PV&T B4 #447 just out of the shops after remanufacturing

The PV&T’s original plan for the Portland to Bangor electrification was to order sleds from ALCO & build them up as locomotives with new GE electricals. Alas, this was not to be so! Worthington was starting to make noises about shutting their new subsidiary down and the order was declined as not being profitable enough.

So plan B – with the slow running down of industry in the NE, two of the old B1s’s were sitting out of service as parts locomotives, and could be used as a platform for a new locomotive design. So off they went into the Portland shops, to emerge a couple of months later as the heavily modified 6100 HP class B4.

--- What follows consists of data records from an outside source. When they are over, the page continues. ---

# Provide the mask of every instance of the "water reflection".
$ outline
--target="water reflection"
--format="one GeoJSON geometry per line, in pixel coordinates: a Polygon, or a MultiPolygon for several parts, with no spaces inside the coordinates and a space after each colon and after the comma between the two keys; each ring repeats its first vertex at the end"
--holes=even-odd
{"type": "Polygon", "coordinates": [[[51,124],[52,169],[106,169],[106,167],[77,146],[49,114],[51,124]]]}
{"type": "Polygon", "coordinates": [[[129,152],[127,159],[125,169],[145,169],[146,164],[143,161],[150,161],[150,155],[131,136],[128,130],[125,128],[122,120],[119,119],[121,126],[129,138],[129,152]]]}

A regular class B would be super slippery with this sort of power, but the B1s’s were ballasted to make them better switchers, and that made it possible to put a ridiculous amount of power onto the wheels without making them into a skate when starting a heavy train.

No further B’s were rebuilt like this, but these two were used as a design basis for the completely home-built E2’s that came out of the Portland shops a year later.

PV&T ECC #448 after the addition of a canadian cab

The B4/E1s have not escaped the canadian-cabification of the boxcab motors; 448 went into the shops at the same time as #239 did and came out with a cab suitable for the front motor on a train. No changes were made to the electrical system, so it kept the same horsepower as #447.